O episódio final traz aquela clássica união de todos os moradores da vila pacata para enfrentar a gangue criminosa, gerando cenas divertidas e movimentadas. Romances secundários encontram seus pares e todo mundo celebra seu próprio final feliz. É previsível? Sem dúvida.
O que mais marca é o pedido de casamento de Tae Ha: extremamente fofo e criativo. Ele esconde a caixinha com o anel na coleira do cachorro e espera a Eun Sae encontrá-la para então se ajoelhar com o buquê de flores nas mãos. *-* ⚠️
Ah, e uma curiosidade divertida no episódio 6: enquanto conversavam sobre casamento, Eun Sae aparece assistindo ao K-Drama When Life Gives You Tangerines no celular! Um easter egg fofo para quem acompanhou. ˆˆ
Quando Jung Hae In fala sem dizer uma palavra
Se há um motivo para engatar o cinto e maratonar esta série, é Jung Hae In. O ator dá um show de nuances ao transitar sem esforço do modo namorado tímido e carinhoso para o modo gângster com olhar gélido durante as cenas de ação. Como o personagem fala pouco, o trabalho expressivo do ator impressiona: o sorriso bobo ao ser chamado de oppa, a timidez diante dos avanços de Eun Sae e o afeto genuíno com a avó roubam a cena.

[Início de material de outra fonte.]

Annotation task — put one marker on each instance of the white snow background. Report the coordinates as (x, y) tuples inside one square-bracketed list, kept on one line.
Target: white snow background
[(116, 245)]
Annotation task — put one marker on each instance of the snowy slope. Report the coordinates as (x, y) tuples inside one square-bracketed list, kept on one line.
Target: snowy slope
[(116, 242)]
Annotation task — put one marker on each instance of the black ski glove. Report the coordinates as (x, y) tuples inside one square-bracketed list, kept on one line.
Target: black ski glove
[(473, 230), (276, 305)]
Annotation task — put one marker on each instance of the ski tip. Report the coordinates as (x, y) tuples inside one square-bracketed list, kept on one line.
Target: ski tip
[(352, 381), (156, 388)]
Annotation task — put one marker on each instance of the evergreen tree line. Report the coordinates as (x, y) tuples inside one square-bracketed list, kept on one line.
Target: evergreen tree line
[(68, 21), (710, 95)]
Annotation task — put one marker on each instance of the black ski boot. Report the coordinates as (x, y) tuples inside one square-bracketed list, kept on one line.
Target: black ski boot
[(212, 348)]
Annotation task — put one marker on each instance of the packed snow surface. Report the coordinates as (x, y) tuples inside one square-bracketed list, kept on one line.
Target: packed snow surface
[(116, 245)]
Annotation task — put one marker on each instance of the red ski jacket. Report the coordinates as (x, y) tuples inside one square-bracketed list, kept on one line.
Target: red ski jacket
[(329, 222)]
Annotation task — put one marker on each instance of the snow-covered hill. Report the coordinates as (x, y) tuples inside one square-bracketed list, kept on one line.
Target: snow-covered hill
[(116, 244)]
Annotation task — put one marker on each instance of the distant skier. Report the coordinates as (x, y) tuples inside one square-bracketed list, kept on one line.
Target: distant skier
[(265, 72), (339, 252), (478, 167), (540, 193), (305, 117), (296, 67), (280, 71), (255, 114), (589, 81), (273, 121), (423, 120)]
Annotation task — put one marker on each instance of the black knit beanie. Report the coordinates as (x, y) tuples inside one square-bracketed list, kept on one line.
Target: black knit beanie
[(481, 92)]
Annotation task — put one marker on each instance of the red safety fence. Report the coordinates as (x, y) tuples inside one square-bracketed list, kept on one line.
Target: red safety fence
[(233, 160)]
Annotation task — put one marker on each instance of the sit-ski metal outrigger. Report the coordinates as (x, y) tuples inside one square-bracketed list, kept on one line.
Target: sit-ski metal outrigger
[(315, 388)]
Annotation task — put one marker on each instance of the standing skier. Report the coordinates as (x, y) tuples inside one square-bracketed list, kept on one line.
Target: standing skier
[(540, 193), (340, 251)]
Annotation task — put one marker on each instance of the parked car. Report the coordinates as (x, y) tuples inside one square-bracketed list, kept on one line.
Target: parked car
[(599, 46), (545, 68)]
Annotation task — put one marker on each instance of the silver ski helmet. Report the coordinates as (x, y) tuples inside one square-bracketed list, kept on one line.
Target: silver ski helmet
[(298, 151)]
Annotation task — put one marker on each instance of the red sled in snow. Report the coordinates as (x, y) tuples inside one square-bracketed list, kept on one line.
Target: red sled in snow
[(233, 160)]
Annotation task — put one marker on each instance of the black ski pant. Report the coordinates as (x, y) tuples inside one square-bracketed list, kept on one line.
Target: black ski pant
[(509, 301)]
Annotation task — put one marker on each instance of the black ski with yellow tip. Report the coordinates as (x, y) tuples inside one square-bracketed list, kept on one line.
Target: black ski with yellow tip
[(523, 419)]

Por outro lado, a atuação de Ha Young infelizmente não me convenceu. Recentemente, ela entregou uma performance memorável como a noiva de Na Hwa Jin no Teach You A Lesson. Porém, aqui ela tem todos os traços de uma protagonista clássica de rom-com: determinada, impulsiva e cheia de reações exageradas. O problema é que essas características acabam parecendo forçadas em vários momentos.
O elenco de apoio traz algumas surpresas agradáveis. Lee Jun Young, como Kaito, aparece pouco, mas deixa sua marca na tentativa de fuga pelo barco e no confronto final. As versões adolescentes de Tae Ha e Eun Sae, interpretadas por Ha Min Hyeok e Choi Myung Bin, também fazem participações pontuais, porém importantes para a construção do passado dos protagonistas.
As senhoras do grupo S.E.S. são particularmente divertidas, o subordinado de Tae Ha tem um bom timing cômico e até as idas e vindas entre o médico e a enfermeira ajudam a deixar aquele sabor de comunidade de séries ambientadas em cidades pequenas do interior.
Uma trilha para costurar passado e presente
A OST de Our Sticky Love ganha força principalmente quando o K-Drama intercala diferentes momentos da vida de Tae Ha. As músicas acompanham a revelação de segredos familiares e ajudam a ampliar a melancolia das lembranças ligadas à mãe, à avó e ao pai com quem ele nunca teve a chance de compartilhar uma relação de pai e filho.
A trilha sonora também se sobressai na cena da varanda, enquanto os dois observam a neve cair e folheiam um álbum de fotos. A decisão da direção de fugir dos clichês de caminhadas na praia ou em um parque cheio de flores para trazer uma reflexão sobre a vida que construímos e as memórias que permanecem, principalmente através das imagens que registram essa existência, é uma escolha simples e bonita para fechar a história.
Vale a pena o check-in em Our Sticky Love?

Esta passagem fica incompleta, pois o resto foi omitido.